15.10 How do I…Measure and improve checkpoint performance?
Problem
I want to review my database’s checkpoint performance. If it checkpoints too frequently, then performance will degrade, but if it does not checkpoint enough then recovery, if necessary, could be particularly time consuming. How do I analyze checkpoint performance and improve it if possible?
Technique
When a database checkpoints, the Log Writer (LGWR) and Database Writer (DBWR) background processes write all the dirty buffers in the database buffer cache and the redo log buffer to disk, respectively and in this order. Checkpoints occur in a variety of situations, but regardless of the values of all other database parameters, Oracle initiates a checkpoint at every log switch. Recall that LGWR writes to redo log files in a circular fashion, proceeding automatically to the next file (this is the log switch) when the current file is full.
The database can encounter two problems during a checkpoint. The first occurs when Oracle initiates a second checkpoint before a prior checkpoint is complete. This results in some unnecessary I/O but is not particularly detrimental to performance. The second problem is a bit more complex and requires some understanding of the redo log structure.
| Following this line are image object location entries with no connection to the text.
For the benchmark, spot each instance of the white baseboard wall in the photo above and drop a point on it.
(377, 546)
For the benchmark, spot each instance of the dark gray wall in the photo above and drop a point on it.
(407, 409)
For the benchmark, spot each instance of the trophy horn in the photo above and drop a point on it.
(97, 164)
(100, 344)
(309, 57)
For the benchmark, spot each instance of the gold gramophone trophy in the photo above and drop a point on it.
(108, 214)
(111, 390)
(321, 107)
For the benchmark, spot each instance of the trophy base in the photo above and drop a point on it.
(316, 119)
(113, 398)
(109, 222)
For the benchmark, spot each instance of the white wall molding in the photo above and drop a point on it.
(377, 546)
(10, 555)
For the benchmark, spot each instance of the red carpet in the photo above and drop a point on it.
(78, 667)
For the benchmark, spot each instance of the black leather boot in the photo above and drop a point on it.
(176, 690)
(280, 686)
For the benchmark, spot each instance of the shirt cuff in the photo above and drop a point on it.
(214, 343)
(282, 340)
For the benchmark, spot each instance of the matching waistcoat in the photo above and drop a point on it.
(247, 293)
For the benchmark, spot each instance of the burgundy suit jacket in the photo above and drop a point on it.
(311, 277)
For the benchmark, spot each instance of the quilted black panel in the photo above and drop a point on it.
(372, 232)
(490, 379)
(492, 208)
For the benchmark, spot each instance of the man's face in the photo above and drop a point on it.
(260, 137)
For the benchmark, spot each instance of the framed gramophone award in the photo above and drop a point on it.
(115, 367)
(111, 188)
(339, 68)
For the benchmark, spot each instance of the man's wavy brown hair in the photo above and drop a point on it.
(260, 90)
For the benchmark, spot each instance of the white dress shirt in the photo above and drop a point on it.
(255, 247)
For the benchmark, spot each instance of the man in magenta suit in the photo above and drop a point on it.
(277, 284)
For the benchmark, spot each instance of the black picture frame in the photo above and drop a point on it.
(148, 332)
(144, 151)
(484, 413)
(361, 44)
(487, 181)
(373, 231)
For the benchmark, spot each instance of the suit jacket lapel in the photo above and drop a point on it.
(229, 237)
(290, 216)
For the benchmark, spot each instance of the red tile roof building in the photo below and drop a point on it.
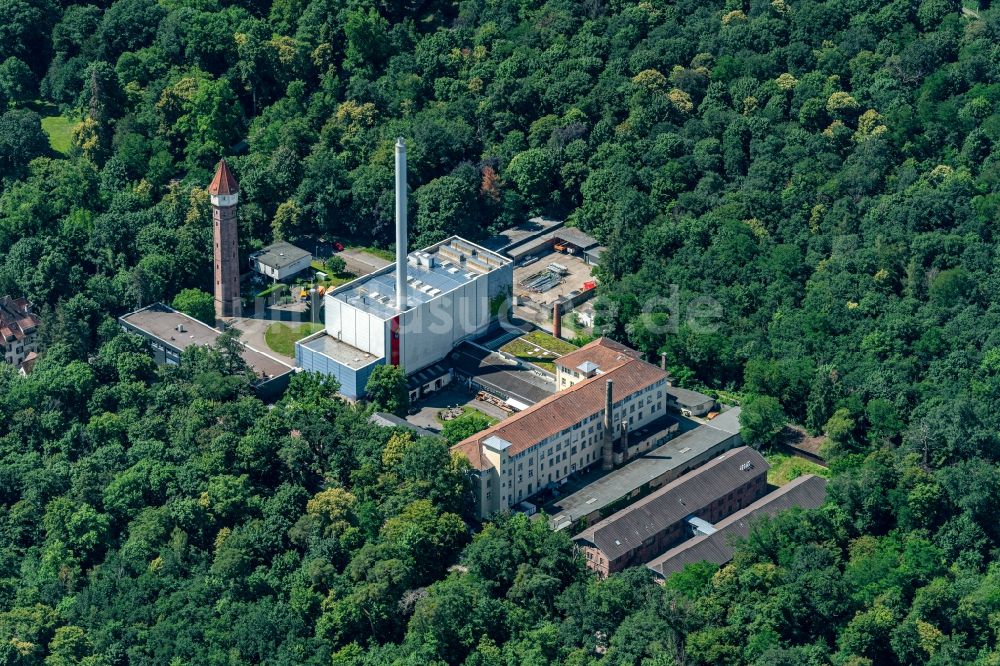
(564, 433)
(18, 330)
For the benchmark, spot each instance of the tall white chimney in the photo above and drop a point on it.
(400, 224)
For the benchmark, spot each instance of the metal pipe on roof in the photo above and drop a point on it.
(607, 451)
(400, 224)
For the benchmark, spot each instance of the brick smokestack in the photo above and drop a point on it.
(623, 438)
(608, 449)
(400, 224)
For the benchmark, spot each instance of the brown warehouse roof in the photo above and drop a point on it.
(625, 531)
(807, 491)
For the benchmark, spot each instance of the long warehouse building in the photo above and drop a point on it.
(587, 424)
(807, 492)
(642, 531)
Oracle cannot let LGWR overwrite any redo entries that might be necessary for instance recovery. Oracle cannot be sure that redo entries are unnecessary until the DBWR process has written the corresponding data from the database buffer cache to disk. So, if, during a checkpoint, LGWR tries to overwrite a redo log file before the DBWR process has written the corresponding database buffer cache buffers to disk, then Oracle forces LGWR to wait. If this happens often, then performance can degrade.
The UTLESTAT report helps you determine if your database is initiating a second checkpoint before Oracle has completed a prior one (the first problem). If this is a consistent problem, then the solution is to increase the size of the redo log files. The alert log indicates if LGWR is waiting for checkpoint completion during log switches (the second problem). As for problem 1, the solution here is also to increase redo log file size, but another possibility is to add more redo log groups.
Steps
1. Review the section of the UTLESTAT report indicated in Listing 15.12.
Listing 15.12 An excerpt from the UTLESTAT report summarizing checkpoint performance
Statistic Total Per Transact Per Logon Per Second ------------ ------------ ------------ ------------ ------------ DBWR timeouts 8 8 4 .2 SQL*Net roundtrips to/from 28 28 14 .7 background checkpoints comp 2 4 2 .1 background checkpoints star 4 4 2 .1 background timeouts 38 38 19 .95 If the values in the total column for background checkpoints comp and background checkpoints star differ by more than one as they do in Listing 15.12, then Oracle does not have enough time between log switches to complete checkpoints. The only solution is to use larger redo log files.
2. Start a SQL*Plus session and connect as the WAITE user. Use the START command to load and execute the script CHP15_17.SQL. The script and its output appear in Figure 15.13.
This script is a subtle variation of the CHP1_5.SQL script from Chapter 1. The only difference is in line 3 where CHP15_17.SQL retrieves the size of each redo log member. This script reports that there are three redo log groups and that the size of each redo log member file is 200K.
3. The only way to change the size of redo log groups is to add new groups with redo log members of the desired size. Use the START command to load and execute the script CHP15_18.SQL. The script and its output appear in Figure 15.14.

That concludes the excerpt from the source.